To be honest, while configuring it via GUI it was more or less understandable for me, but when I started comparing the detailed configs listed above it gets much more complicated.

Can I ask for a little more help with checking what could go wrong here? If you (or any other good soul willing to help) would need any GUI screenshots, please let me know.

egc · April 29, 2025, 5:20am

It can help if you show your configs, lease connect to your OpenWRT device using ssh and copy the output of the following commands and post it here using the "Preformatted text </> " button

Remember to redact keys, passwords, MAC addresses and any public IP addresses you may have:

ubus call system board
cat /etc/config/network
cat /etc/config/firewall
ip route show
ip -6 route show
wg show

Note you cannot reliably test this router from inside your network where the WireGuard server is located

matplat · April 30, 2025, 6:38am

So I wanted to paste all the configs you asked for, but for some reason unknown to me at the moment my router had some hard time and I needed to reset it. However, thanks to that I had to go through all your instructions once again. And this time, magically, everything worked smoothly.
I had my router running, connected to wireguarda server, and all clients were easily visible at the same IP as my home router. That's exactly what I wanted.

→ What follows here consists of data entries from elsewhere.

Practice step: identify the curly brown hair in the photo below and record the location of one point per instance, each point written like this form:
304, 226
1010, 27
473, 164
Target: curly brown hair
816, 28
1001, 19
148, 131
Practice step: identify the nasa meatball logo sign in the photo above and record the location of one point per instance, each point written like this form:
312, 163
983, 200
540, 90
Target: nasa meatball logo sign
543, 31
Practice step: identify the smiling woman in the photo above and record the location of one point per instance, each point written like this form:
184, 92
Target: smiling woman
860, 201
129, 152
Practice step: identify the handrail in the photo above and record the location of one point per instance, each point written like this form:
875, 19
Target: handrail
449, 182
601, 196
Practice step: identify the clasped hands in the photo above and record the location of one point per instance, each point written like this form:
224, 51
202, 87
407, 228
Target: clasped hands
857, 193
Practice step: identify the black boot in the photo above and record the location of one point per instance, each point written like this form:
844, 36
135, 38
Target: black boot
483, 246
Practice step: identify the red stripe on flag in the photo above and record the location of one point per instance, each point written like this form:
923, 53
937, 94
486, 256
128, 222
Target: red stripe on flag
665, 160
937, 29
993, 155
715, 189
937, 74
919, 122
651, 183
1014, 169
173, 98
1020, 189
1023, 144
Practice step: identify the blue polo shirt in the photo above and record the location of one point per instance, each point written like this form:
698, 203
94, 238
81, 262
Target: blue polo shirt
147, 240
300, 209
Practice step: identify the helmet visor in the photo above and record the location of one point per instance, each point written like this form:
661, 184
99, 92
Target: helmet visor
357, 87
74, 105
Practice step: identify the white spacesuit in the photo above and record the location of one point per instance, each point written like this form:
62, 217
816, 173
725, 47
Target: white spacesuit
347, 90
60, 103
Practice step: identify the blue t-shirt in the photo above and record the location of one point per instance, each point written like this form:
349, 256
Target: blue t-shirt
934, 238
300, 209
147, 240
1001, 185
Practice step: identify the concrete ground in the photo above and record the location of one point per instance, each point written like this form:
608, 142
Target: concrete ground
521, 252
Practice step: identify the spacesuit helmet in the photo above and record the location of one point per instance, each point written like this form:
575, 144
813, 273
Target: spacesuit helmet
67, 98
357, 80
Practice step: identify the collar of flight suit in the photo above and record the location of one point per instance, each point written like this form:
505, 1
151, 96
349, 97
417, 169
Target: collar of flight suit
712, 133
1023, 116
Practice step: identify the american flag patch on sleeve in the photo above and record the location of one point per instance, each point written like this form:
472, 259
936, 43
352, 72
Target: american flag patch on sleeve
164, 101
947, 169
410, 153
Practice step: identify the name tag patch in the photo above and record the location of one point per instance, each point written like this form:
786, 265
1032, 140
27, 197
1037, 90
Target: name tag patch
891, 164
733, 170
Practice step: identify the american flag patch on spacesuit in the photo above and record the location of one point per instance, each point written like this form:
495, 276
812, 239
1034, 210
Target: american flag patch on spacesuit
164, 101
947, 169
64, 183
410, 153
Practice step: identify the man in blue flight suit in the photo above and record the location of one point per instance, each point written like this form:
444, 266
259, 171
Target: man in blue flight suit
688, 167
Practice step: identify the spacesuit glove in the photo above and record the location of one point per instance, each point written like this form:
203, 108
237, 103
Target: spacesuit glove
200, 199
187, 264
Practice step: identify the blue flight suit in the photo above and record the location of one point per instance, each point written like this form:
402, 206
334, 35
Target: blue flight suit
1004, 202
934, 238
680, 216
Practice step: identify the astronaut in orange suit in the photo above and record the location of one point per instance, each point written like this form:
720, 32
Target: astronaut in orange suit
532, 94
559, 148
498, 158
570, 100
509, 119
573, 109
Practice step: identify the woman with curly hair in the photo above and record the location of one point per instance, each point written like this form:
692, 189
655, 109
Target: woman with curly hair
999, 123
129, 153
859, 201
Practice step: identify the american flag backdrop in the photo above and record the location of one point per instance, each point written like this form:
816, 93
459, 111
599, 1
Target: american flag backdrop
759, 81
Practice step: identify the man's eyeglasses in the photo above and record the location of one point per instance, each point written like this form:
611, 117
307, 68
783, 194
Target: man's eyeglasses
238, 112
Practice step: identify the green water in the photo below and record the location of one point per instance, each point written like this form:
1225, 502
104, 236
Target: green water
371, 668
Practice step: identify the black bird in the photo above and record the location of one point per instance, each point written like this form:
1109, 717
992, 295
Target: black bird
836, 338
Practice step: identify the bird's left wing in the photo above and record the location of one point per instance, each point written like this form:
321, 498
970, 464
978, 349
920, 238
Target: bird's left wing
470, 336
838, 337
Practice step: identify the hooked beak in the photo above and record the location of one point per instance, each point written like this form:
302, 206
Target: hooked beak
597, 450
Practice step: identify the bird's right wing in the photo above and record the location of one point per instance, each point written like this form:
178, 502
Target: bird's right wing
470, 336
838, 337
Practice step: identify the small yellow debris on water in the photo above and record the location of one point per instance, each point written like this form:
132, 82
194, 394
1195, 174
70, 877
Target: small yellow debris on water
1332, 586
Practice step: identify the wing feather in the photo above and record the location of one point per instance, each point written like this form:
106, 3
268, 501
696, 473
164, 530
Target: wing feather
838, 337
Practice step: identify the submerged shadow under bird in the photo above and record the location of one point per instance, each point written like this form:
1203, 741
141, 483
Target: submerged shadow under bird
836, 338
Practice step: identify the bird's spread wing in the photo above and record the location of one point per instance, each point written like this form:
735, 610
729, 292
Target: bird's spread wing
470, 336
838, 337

Thanks again for sharing this amazing tutorial you've prepared. I just wish it was also listed in OpenWRT guides for Wireguard setup.

egc · April 30, 2025, 7:33am

Great to hear you solved it.

I am still working on it but when it is finished I will see if I can have it added to the wiki

If your problem is solved, please consider marking this topic as [Solved]. See How to mark a topic as [Solved] for a short how-to.
Thanks!

system · May 10, 2025, 7:33am

This topic was automatically closed 10 days after the last reply. New replies are no longer allowed.